In a sense, the task of mastering one’s emotions is even more difficult for the lawyers than it is for mediators. Unlike the third party neutral mediator, each lawyer has been immersed in his client’s case, likely from the outset. The lawyer has been exposed primarily to his own client’s side the of the story, subject only to whatever documentary and oral discovery may have taken place by the time of the mediation. While any lawyer will recognize the importance of providing advice that is as objective as possible, the fact remains that many lawyers will, either deliberately or subconsciously, adopt their client’s cause as their own. As a result, it may be more likely for the negotiations at mediation to give rise to emotional upset for the lawyer than for the mediator. This is particularly true if the lawyer for the opposing side is able to press the right triggers, for example by challenging the lawyer’s integrity, pride, ego, or skill level.  In that event, the need for lawyers to regulate their own emotions becomes even more important, but more difficult, than for the mediator.

Furthermore, unlike the mediator, a lawyer acting on behalf of an angry client in an emotionally charged dispute may find himself in a different predicament. Angry clients have a rather disturbing tendency to turn their anger upon their own lawyers, sometimes at the drop of a hat.  Whether that is a function of the often irrational behavior that characterizes angry outbursts and attitudes filled with blame and resentment is beyond the scope of this post.  However, most lawyers will have gone through this experience and may well have to confront it once again at or after mediation.  This will particularly be so if the mediation does not go well for the client, either because of hostility created by the opponent’s expressions of anger or for any other reason.

A lawyer confronted by his own angry client with attacks on his own integrity and threats to his own ego will have to manage his own emotions in order to respond appropriately and constructively.  This reality will represent a very real challenge.  A lawyer will approach the negotiation, presumably, with a view to obtaining the best result reasonably available to his client given the strengths and weaknesses of his case, the likely outcome and costs of trial, and the other usual considerations.  It may well be that this objective would be best served by permitting his client to express anger and high emotion, although presumably under controlled circumstances.  On the other hand, permitting a client free rein with his emotions may result in a backlash against the party’s own lawyer if the desired result is not achieved.  Furthermore, there are clients who seem to feel that their lawyer ought to share their anger, particularly if it is based in righteous indignation.  Lawyers who join in with their clients in expressing those sorts of sentiments may ingratiate themselves with their clients but, by doing so, will rarely contribute to the objective of settlement.
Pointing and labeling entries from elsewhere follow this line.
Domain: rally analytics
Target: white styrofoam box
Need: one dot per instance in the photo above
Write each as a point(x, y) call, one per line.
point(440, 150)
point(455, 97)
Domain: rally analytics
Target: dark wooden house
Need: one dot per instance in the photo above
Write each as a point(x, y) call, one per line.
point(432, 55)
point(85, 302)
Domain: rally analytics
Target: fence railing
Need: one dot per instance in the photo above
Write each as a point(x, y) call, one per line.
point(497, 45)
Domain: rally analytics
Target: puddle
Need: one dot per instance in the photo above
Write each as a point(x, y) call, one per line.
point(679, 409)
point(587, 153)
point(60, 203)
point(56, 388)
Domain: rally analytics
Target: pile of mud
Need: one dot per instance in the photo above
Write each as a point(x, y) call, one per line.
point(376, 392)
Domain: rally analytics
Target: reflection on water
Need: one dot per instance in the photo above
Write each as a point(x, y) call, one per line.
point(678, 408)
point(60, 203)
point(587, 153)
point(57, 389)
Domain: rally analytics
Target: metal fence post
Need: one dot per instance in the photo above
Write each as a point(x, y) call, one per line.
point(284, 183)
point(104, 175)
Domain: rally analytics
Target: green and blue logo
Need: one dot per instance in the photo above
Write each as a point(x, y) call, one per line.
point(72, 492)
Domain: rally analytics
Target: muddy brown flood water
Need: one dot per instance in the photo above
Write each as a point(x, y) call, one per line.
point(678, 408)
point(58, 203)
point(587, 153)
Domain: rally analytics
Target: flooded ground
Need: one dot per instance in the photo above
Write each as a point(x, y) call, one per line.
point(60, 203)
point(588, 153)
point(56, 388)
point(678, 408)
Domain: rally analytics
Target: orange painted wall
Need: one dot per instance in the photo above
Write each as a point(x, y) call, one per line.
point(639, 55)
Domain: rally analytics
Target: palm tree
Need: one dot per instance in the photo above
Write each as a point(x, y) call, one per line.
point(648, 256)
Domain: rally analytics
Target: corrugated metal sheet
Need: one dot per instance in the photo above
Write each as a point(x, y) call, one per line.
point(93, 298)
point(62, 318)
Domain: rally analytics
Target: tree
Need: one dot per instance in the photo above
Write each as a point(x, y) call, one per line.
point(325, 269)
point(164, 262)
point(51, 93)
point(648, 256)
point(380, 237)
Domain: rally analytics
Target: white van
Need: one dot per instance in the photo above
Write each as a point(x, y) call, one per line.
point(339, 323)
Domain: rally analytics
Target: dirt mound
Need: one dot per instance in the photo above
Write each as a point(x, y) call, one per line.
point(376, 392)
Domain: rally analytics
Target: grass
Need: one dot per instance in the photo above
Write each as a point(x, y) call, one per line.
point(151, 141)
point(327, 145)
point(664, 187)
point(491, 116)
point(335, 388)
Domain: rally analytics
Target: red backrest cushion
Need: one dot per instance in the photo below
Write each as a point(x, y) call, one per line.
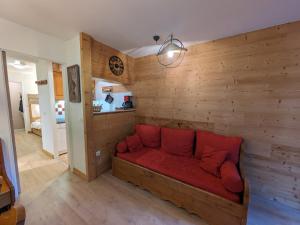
point(177, 141)
point(212, 160)
point(231, 178)
point(134, 143)
point(149, 134)
point(220, 143)
point(122, 147)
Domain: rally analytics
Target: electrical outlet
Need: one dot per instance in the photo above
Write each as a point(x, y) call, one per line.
point(98, 153)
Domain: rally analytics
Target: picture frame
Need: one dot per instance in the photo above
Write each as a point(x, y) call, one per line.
point(74, 83)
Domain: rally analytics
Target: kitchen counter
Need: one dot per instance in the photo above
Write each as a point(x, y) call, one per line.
point(115, 111)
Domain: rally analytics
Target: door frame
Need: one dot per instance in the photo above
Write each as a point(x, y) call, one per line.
point(22, 90)
point(9, 146)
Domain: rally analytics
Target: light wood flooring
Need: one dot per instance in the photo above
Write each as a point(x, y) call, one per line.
point(53, 195)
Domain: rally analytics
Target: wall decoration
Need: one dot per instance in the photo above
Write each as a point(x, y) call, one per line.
point(74, 83)
point(171, 52)
point(116, 65)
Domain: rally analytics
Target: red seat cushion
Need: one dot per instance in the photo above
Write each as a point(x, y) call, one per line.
point(231, 178)
point(177, 141)
point(181, 168)
point(212, 160)
point(122, 146)
point(149, 134)
point(134, 143)
point(220, 143)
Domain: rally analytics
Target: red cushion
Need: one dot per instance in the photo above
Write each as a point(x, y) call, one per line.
point(181, 168)
point(134, 143)
point(231, 178)
point(122, 146)
point(219, 142)
point(149, 134)
point(212, 160)
point(177, 141)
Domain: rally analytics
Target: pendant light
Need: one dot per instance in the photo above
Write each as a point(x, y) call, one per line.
point(171, 52)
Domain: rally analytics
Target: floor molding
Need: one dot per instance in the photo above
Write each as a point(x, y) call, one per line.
point(48, 153)
point(80, 174)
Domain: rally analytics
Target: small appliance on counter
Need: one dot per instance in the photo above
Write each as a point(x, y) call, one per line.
point(127, 104)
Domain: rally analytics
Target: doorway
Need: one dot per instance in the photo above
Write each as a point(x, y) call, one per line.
point(15, 91)
point(34, 130)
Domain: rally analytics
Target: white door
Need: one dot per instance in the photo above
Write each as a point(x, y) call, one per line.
point(6, 127)
point(15, 92)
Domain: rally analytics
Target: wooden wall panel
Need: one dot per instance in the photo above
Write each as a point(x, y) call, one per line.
point(246, 85)
point(86, 68)
point(102, 132)
point(108, 130)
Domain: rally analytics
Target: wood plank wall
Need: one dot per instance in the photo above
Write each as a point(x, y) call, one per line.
point(102, 132)
point(247, 85)
point(109, 129)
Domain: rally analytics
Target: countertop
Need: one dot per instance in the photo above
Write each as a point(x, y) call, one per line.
point(115, 111)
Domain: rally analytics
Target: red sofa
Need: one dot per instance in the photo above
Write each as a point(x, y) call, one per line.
point(202, 159)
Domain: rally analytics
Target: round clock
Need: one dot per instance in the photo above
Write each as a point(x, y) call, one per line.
point(116, 65)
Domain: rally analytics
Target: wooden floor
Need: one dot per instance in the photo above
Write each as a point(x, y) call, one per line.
point(53, 195)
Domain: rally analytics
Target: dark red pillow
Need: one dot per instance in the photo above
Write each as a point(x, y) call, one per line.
point(220, 143)
point(231, 178)
point(177, 141)
point(134, 143)
point(149, 134)
point(212, 160)
point(122, 147)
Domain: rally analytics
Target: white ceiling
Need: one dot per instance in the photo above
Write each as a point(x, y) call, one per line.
point(130, 24)
point(29, 67)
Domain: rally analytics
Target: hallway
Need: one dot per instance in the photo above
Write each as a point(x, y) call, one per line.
point(36, 169)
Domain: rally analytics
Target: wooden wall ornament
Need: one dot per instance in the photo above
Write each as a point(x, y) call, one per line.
point(116, 65)
point(74, 83)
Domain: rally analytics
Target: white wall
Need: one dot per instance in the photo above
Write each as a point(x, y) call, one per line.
point(28, 87)
point(47, 110)
point(21, 39)
point(74, 111)
point(6, 133)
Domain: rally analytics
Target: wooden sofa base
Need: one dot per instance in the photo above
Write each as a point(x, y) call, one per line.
point(212, 208)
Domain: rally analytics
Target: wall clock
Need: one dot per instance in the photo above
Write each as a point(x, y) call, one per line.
point(116, 65)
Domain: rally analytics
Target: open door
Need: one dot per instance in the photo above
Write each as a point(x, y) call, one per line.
point(6, 127)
There is an additional reason why the need for lawyers to help regulate their clients’ conduct is even more significant than that of the mediator.  The mediator’s involvement in the matter will conclude at the end of the mediation whether the case has settled or not.  If the case has not settled, the action will proceed, the lawyer will continue to be involved, and the lawyer will next face the task of assisting the client to regulate his emotions when the matter reaches the courtroom.  In the courtroom, of course, the consequences of failure are far greater than they are at mediation, the atmosphere is likely to be even more emotionally charged, the need to regulate emotion is even higher, and the difficulty of doing so is even greater.

These observations are not just directed to lawyers.  A party involved in a mediation with a genuine interest in settlement will have to be able to “read” not only the opposing side but also his own lawyer, to be satisfied that the advice and guidance being provided is truly objective and dispassionate.